1 milhão de abortos por ano
De acordo com a Pesquisa Nacional do Aborto, feita pela Universidade Federal de Brasília (UnB) com o apoio da Agência Ibope Inteligência e do Ministério da Saúde, um milhão de abortos são feitos por ano no Brasil — e a cada dois dias morre uma mulher vítima de procedimento clandestino no país. Uma em cada sete brasileiras entre 18 e 39 anos já fez ao menos um aborto na vida. Se restringirmos a faixa etária e focarmos nas mulheres entre 35 e 39 anos, essa proporção sobe para uma em cinco.
Com base nesses números — e na repercussão da campanha #meuprimeiroassédio, que levou diversas pessoas a relembrarem casos de abuso e assédio sexual cometidos por familiares, amigos, chefes, profissionais da área médica e desconhecidos — um grupo de mulheres, profissionais de várias áreas, lançam esta semana a campanha #Meuaborto. A ideia é coletar, através de uma página no Facebook e de um e-mail próprio, depoimentos que ajudem outras mulheres a relatarem seus casos e jogar luz sobre o tema — que também é alvo de debates no Congresso Nacional, com a proposta do presidente da Câmara, Eduardo Cunha, que criminaliza a indução ao aborto e exige da vítima a apresentação de exame de corpo de delito e boletim de ocorrência para comprovar a violência sexual. A Assembleia Legislativa do Rio (Alerj) também discute um retrocesso na política sobre o aborto: no relatório final da CPI sobre o tema, foi aprovadaa obrigatoriedade de os hospitais notificarem a polícia todos os casos de aborto que eles atenderem, até mesmo os permitidos por lei ou os espontâneos.
#Meuprimeiroassédio ajudou
“A campanha #meuprimeiroassédio sacudiu as relações das pessoas, não sabíamos que eram tantos e tantas à nossa volta com casos para contar, uma verdadeira epidemia. Queremos tirar do armário essa discussão tão importante sobre o aborto, dando a ela o peso que ela merece ao fazer o debate”, avalia a poetisa Maria Rezende, uma das protagonistas da ideia. “Queremos a possibilidade de aborto legal, seguro e gratuito para todos. Propostas como as de Cunha no Congresso Nacional e dos deputados da Alerj só pioram a situação”.
O movimento vai ganhar força nesta quarta-feira à tarde, em um protesto marcado nas escadarias da Alerj, com o sugestivo nome “Ato das mulheres belas, recatadas e do lar: Fora Cunha, Fora Bolsonaro e Fora Pedro Paulo”. Além dos coletivos feministas presentes na atividade e de testemunhos de mulheres que se submeteram a abortos clandestinos, o grupo espera que os homens também se mobilizem, dando seus testemunhos sobre o procedimento.
“Queremos saber como os homens se colocam nessa questão. Até porque a responsabilidade também é deles”, argumenta Maria. “Quem sofre mais com isso tudo é a mulher. E quem luta pelos direitos das mulheres são as mulheres, claro. Mas os homem podem e devem apoiar a luta de várias maneiras, inclusive compartilhando algum relato”, reforça a jornalista Fabiane Pereira, outra idealizadora da campanha.
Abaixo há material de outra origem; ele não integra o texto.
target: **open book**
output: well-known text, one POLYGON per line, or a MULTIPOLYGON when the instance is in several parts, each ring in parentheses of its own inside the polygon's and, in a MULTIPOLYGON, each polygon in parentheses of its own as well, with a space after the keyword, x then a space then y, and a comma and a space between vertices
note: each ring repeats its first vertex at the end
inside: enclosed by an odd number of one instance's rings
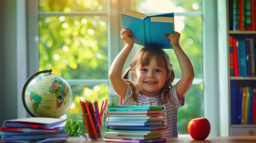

Os depoimentos já começaram a chegar, e estão sendo organizados sob a hashtag#Meuaborto:
Mulheres de todas as idades colaboram com exemplos de vida para o debate:
Além de testemunhos pessoais, a campanha também conta com depoimentos de quem acompanhou mulheres e casais no procedimento abortivo:
No início do mês, a polícia do Rio invadiu e fechou uma clínica clandestina de aborto em Copacabana. Os médicos foram presos. A gestante que se submetia ao procedimento também foi considerada uma criminosa. A campanha tem o objetivo de democratizar histórias de vida e demonstrar que a possibilidade do aborto deve ser uma opção para todos — e não só para quem pode pagar bem por isso. Logo, histórias de quem escolheu não fazer o procedimento também podem — e devem — ser contadas.